Double patenting: legal fact or fiction? (G4/19)


The Enlarged Board of Appeal (EBA) has this week released its decision regarding the issue of double patenting.

The concept of double patenting will be familiar to those working in the patent field. It occurs when two different patents in the same jurisdiction claim the same subject-matter. If a claim has identical scope to that of a previous granted claim, the European Patent Office (EPO) will usually issue an objection. Yet, the European Patent Convention (EPC) does not explicitly refer to double patenting, leading to confusion as to whether an application can actually be refused on the ground of double patenting.

The question of double patenting was therefore referred to the Enlarged Board of Appeal of the EPO (EBA), in order to determine whether, and under what provision, an application could be refused due to double patenting. The Enlarged Board found that an application could indeed be refused, as a result of Article 125 EPC. This provision states:

In the absence of procedural provisions in this Convention, the European Patent Office shall take into account the principles of procedural law generally recognised in the Contracting States.

The Enlarged Board held that double patenting was a principle a procedural law within the meaning of this provision, and thus Article 125 EPC provides the source for the prohibition on double patenting.
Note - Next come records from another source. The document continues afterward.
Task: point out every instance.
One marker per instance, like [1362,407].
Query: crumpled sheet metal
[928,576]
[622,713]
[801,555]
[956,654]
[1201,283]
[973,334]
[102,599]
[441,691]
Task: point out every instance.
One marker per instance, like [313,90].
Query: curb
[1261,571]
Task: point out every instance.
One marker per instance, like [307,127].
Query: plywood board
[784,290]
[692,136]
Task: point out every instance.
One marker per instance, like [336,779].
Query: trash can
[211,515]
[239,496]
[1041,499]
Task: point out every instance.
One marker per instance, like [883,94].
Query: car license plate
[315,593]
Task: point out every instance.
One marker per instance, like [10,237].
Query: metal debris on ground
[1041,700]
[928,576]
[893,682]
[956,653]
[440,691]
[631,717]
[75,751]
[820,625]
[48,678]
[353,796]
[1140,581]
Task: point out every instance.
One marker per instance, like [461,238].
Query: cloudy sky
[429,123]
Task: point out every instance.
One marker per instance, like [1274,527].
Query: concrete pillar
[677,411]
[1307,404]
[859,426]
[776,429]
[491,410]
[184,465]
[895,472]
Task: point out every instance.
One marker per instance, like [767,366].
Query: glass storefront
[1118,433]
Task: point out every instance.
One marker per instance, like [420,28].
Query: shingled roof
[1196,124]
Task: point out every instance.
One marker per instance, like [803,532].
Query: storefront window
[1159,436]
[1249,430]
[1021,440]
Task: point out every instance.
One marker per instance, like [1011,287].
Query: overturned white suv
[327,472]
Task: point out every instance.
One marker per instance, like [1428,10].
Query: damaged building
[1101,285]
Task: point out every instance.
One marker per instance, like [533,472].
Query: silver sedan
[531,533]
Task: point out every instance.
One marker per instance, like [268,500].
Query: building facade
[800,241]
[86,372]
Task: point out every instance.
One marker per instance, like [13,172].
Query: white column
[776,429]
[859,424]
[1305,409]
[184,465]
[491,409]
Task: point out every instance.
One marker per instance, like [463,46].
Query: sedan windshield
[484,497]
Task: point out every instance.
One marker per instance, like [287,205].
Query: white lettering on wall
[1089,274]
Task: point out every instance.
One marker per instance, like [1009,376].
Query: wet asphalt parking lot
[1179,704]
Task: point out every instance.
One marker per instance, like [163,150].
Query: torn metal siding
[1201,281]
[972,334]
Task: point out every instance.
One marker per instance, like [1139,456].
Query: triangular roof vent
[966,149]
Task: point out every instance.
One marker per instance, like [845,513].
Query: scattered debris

Furthermore, the EBA held that the above did not depend on the relative filing dates of the two applications. They considered that i) two applications filed on the same day, ii) a divisional application and its parent, and iii) a later application claiming priority to an earlier application should all be treated the same in this regard. This is particularly important with regards to situation iii). Patent term is calculated from the date of filing, rather than the date of priority, so a later application claiming priority will protect its claimed subject-matter for up to a year after the expiry of protection from the earlier application from which priority is claimed. As a result, it was thought that an applicant may have a legitimate interest in pursuing an identical claim in a later application, in order to gain a longer period of protection. The decision in G4/19 has dismissed this concept, and means applicants will need to more carefully consider which claims to pursue in such situations.